Repairing Participant Nodes¶

The Canton ledger is designed to self-heal and automatically recover from issues. Therefore, in situations where degradation is anticipated, builtin mechanisms support graceful degradation and automated recovery.

Common examples are database outages (retry until success) or network outages (failover and reconnect until success).

Canton reports such issues as warnings to alert the operator about the degradation of its dependencies, but does not require any manual intervention to recover from a degradation.

However, not all situations are foreseeable, and system corruption can occur in unexpected ways. Therefore, Canton supports manual repair. Regardless of the type of corruption, a series of operational steps can be applied to repair a Participant Node to the correct state. If multiple Participant Nodes in the distributed system are affected, coordinating recovery across those Participant Nodes may be necessary.

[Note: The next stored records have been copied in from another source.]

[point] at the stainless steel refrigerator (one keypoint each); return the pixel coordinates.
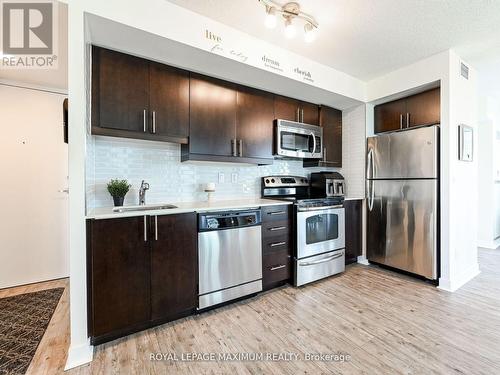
(403, 200)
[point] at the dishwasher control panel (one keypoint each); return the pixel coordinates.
(228, 219)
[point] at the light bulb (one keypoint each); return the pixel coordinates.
(290, 30)
(270, 18)
(310, 33)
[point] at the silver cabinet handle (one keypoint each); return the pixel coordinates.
(277, 213)
(276, 228)
(305, 209)
(277, 244)
(278, 267)
(156, 228)
(324, 260)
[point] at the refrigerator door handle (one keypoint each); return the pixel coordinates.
(370, 167)
(371, 195)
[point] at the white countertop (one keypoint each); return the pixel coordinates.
(183, 207)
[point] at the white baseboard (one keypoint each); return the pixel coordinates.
(493, 244)
(463, 278)
(79, 355)
(362, 260)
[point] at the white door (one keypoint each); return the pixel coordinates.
(34, 175)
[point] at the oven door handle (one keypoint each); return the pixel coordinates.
(314, 144)
(304, 209)
(324, 260)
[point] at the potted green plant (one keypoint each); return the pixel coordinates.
(118, 189)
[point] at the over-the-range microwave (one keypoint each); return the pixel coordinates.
(298, 140)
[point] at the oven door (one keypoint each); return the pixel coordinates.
(320, 231)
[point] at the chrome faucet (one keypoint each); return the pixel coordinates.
(142, 193)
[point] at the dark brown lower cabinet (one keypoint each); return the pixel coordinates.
(142, 271)
(353, 229)
(174, 266)
(120, 261)
(276, 245)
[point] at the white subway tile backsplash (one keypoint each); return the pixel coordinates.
(172, 181)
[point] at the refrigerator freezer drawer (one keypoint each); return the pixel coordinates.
(318, 267)
(407, 154)
(402, 217)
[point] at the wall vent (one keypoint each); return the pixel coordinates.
(464, 70)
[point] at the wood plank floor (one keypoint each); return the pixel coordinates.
(387, 323)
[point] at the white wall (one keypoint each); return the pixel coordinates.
(458, 188)
(161, 19)
(34, 167)
(488, 172)
(353, 150)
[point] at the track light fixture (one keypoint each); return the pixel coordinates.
(291, 15)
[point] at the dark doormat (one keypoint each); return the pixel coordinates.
(23, 321)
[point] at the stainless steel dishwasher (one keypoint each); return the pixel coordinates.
(229, 256)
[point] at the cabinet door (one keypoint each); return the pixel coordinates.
(331, 122)
(169, 101)
(286, 108)
(254, 123)
(120, 91)
(174, 267)
(119, 274)
(424, 108)
(390, 116)
(212, 117)
(353, 229)
(310, 113)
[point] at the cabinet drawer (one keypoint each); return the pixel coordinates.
(276, 213)
(276, 228)
(276, 267)
(274, 244)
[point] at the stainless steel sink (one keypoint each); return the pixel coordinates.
(144, 208)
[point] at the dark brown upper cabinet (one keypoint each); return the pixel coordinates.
(136, 98)
(330, 119)
(295, 110)
(174, 266)
(213, 117)
(228, 123)
(424, 108)
(416, 110)
(169, 101)
(254, 123)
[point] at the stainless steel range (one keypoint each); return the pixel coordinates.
(320, 228)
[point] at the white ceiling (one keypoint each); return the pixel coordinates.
(45, 78)
(368, 38)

Conceptually, Canton recovery is structured along the four layers:

Participant Nodes have built-in and automated self-recovery and self-healing.

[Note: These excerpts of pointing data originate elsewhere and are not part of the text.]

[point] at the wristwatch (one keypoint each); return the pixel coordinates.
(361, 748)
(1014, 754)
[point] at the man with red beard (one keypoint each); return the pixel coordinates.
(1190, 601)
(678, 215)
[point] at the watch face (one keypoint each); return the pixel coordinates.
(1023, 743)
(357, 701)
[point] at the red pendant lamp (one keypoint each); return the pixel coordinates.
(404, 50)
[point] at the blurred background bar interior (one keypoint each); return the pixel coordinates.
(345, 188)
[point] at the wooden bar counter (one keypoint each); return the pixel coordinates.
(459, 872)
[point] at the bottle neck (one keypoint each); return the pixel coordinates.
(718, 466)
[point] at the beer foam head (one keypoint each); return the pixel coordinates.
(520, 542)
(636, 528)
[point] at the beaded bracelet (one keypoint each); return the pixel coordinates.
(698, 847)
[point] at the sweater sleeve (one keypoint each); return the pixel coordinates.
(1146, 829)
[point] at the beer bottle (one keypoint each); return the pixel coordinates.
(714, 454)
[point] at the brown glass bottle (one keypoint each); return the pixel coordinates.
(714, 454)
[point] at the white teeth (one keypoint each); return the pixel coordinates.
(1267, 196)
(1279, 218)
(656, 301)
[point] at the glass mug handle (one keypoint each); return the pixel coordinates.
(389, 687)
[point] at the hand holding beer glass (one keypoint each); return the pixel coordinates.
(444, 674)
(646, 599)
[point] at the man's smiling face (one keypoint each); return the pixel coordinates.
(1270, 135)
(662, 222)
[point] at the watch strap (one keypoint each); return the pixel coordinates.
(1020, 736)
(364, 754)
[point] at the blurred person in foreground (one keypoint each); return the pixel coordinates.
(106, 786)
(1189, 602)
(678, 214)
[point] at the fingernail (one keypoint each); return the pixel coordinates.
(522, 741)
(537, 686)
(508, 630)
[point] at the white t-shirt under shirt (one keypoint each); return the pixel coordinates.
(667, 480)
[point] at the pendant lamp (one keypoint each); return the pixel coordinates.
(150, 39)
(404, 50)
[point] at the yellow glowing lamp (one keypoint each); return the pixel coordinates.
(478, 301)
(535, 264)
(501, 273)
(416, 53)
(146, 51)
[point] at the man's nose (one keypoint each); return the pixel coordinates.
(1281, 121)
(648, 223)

After a restart or a crash, Participant Nodes automatically recover by re-creating a consistent state from the persisted store.

After an outage of a Participant Node or of infrastructure that Participant Nodes depend on, there are industry-standard recovery procedures. Standard disaster recovery involves

manually restoring the database from a backup in case of a database outage and

automatically replaying messages from one or more Synchronizers, as the Participant Node reconnects to Synchronizers.

In case of Participant Node corruption and active contract set (ACS) inconsistencies among multiple Participant Nodes, advanced manual repair and other console commands exist to re-establish a consistent state among Participant Nodes.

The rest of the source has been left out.